What percentage of users actually voted in the polls? If its not a significant portion of the sub-reddit population, was the poll even valid? But a sub-reddit may have still taken action: "90% voted yes... but less than 5% voted" hmm?
I personally dont like the official apps or new.reddit, but I think Im part of the minority. It wouldnt surprise me to find out that most users dont actually care about the API price increase, because they use the default homepage and mobile apps. In that case, this boycott would actually be creating a degraded experience for them and negatively impacting their opinions of the moderators that are complaining and making polls to shut it down.
> Reddit is extremely reliant on a small percentage of users who moderate and post content. Those are the ones being impacted and complaining the loudest.
Sooooo why would I care that a small number of Reddit users are complaining?
The work those few do help people like you in ways you might not completely fathom. Reddit doesn't auto-regulate itself as much as we think. It's hard work but a small percentage of people who are paid nothing, and use 3rd-party tools to work best.
I moved from Twitter to BlueSky and am much happier. Mastodon wasn’t for me. When I log into Twitter now it’s just to see how bad it’s gotten and I log out.
I’m sure it will be similar for Reddit - no clear “winner” at first, but the start of a gradual and irreversible decline for the incumbent.
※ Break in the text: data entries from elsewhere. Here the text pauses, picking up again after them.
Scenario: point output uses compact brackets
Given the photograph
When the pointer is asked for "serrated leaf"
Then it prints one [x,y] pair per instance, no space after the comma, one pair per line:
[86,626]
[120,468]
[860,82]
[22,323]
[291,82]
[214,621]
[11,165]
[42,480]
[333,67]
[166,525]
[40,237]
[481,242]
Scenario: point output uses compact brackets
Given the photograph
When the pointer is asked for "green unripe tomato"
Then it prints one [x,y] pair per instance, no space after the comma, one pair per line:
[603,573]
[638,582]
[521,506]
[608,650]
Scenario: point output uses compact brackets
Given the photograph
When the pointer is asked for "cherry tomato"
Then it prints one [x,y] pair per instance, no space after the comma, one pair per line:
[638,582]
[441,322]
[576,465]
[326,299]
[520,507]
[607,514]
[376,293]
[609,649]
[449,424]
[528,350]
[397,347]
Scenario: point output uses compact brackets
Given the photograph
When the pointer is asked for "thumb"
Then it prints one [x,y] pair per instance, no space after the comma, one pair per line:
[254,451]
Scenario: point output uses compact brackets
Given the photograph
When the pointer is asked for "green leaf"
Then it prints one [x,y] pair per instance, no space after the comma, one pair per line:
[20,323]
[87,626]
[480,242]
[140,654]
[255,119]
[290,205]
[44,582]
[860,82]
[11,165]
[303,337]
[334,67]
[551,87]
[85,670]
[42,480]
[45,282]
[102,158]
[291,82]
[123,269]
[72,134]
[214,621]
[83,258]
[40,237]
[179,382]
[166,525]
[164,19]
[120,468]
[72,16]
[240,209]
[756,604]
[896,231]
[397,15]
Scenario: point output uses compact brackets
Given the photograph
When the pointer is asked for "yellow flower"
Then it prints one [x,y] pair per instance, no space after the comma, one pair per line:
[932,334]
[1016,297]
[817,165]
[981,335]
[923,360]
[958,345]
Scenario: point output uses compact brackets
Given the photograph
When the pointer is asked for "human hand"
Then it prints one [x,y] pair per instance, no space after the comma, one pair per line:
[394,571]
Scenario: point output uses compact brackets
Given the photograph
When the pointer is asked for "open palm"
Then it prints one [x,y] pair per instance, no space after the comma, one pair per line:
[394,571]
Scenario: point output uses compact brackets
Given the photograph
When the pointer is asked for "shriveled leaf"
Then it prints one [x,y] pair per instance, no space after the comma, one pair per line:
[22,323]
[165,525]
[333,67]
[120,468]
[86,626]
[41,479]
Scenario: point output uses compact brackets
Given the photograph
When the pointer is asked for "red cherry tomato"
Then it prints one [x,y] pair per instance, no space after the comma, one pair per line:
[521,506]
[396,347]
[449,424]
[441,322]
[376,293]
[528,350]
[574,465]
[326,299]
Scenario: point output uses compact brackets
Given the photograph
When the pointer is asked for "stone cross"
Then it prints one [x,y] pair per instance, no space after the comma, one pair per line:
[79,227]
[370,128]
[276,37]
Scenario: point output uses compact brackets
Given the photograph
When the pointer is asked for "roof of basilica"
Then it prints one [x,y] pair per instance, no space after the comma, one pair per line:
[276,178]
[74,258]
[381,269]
To my understanding, it would be distributed and virtually independnet from central provider. It would be nice to have something like that for "communities" (slightly different from microblogging or chat/discord)... lemmy seems nice but it's somewhat akin to mastodon where each server is kinda isolated and while you can now federate, searching for communities across the fediverse is not the best experience yet...
When those users voice opinions on other things, it's called content. When those users voice their opinions against reddit, it's noise.
Hoffman continues to display a fundamental misunderstanding of what Reddit is.
The very people that give your platform its value are revolting against you, and you think it's noise.
What's your product? What do you create? In what way will Reddit thrive only with what you put into it? Where do you think the content you lace your ads between comes from?